Berikut gambaran Selandia Baru apabila dilihat dari sembilan unsur kekuatan negara menurut Morgenthau:
 Geografi (posisi strategis): Tidak terletak di jalur strategis perdagangan dunia, tapi memberikan kemudahan
untuk berhubungan dengan kawasan-kawasan seperti, Pasifik Selatan, Asia Tenggara, Asia Timur, dan Amerika.
 Sumber pendapatan alami (makanan dan bahan mentah): Memiliki potensi sumber-daya perikanan yang
baik. Kondisi alam yang sejuk mendukung tingginya aktivitas pertanian, kehutanan, dan peternakan.
 Kemampuan industri: Pemrosesan makanan, kayu, kapal, manufaktur, dapat dikelola dengan baik sehingga
menjadi komoditas utama yang laku di pasaran dunia.
 Militer: Telah lama dikenal baik ketentaraannya. Jumlah dan jenis persenjataan dan fasilitas militer diutamakan
untuk melindungi daerah teritorial, sehingga lebih banyak pada alat pertahanan udara, dan laut.
 Populasi: Populasi dapat dikatakan rendah, karena dibandingkan dengan luas wilayahnya, penyebaran
penduduk hanya terkonsentrasi pada dua kota besar yaitu Wellington dan Auckland.
 Karakter nasional: Memiliki citra sebagai negara pelopor di kawasan dan aktif menjaga perdamaian dunia
(pelopor dekolonialisasi, pelucutan senjata nuklir di Pasifik Selatan, dan pasukan perdamaian)
 Moral nasional: Masyarakat memiliki tingkat kedisiplinan tinggi, sangat berpartisipasi dalam olahraga serta
mengutamakan kesehatan. Pandangan mereka mengenai keberagaman etnis sangat moderat.
 Kualitas diplomasi: Terkenal aktif dalam kegiatan internasional dan memiliki posisi tawar yang kuat dalam aspek
ekonomi. Kemampuan Selandia Baru dalam ekspor menjadi nilai penarik sekaligus “senjata”. Seperti embargo
ekonominya terhadap Fiji.
 Kualitas pemerintahan: Kelompok partai oposisi sangat kritis dalam menanggapi isu-isu nasional, tapi
tanggapan pemerintah dalam pelaksanaan kebijakan terkesan lambat atau terkadang tidak efektif. Seperti
kebijakan untuk mengharuskan setiap warga Selandia Baru untuk bekerja, namun tanpa didukung dengan
penyediaan lapangan kerja yang lebih luas.
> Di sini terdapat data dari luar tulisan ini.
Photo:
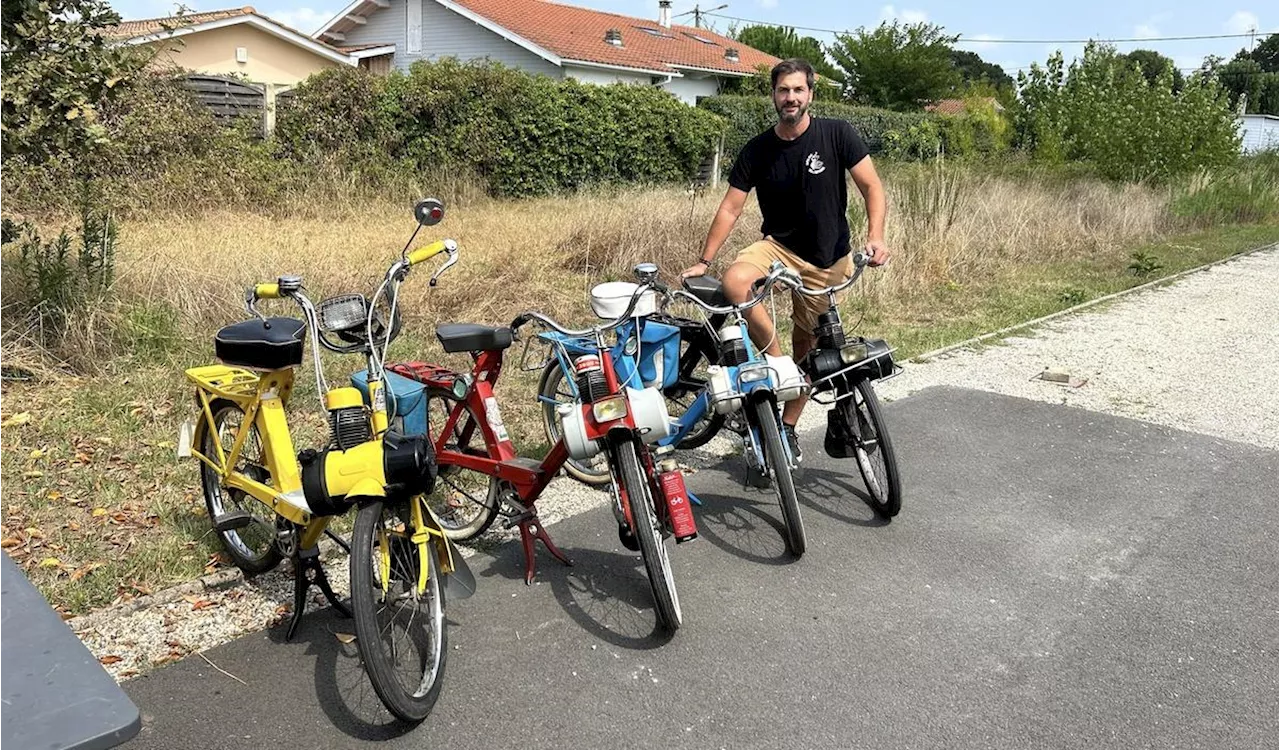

Dari sembilan indikator kekuatan negara tersebut dapat kita pahami bahwa untuk menjadi bangsa yang besar dan kuat
harus dibangun debgab pondasi yang kuat menuju indikator yang dipersyaratkan. Dilihat dari hubungan-hubungan dalam
indikator tersebut, kekuatan politik dapat terdiri dari kekuatan militer, kekuatan ekonomi, dan kekuatan dalam
mempengaruhi pendapat umum.

Dari tiga hal tersebut pada negara Selandia Baru dapat dilihat bahwa hanya kekuatan ekonomi-lah yang kuat. Selandia
Baru memang memiliki peranan yang tidak sedikit dalam politik internasional, akan tetapi potensi yang belum cukup untuk
menjadi sebuah negara adikuasa. Dalam tingkat regional kekuatan Selandia Baru sangatlah berpengaruh, namun lain
halnya apabila di tingkat global karena Selandia Baru akan berhadapan dengan negara-negara seperti Amerika Serikat,
Inggris, Perancis, China, Jepang, dan lainnya yang memiliki potensi lebih besar.
Referensi:
Hayati, Sri dan Yani, Ahmad. Geografi Politik. Refika Aditama, Bandung. 2007
Rudy, T. May. Teori, Etika, dan Kebijakan Hubungan Internasional. Angkasa, Bandung, 1993.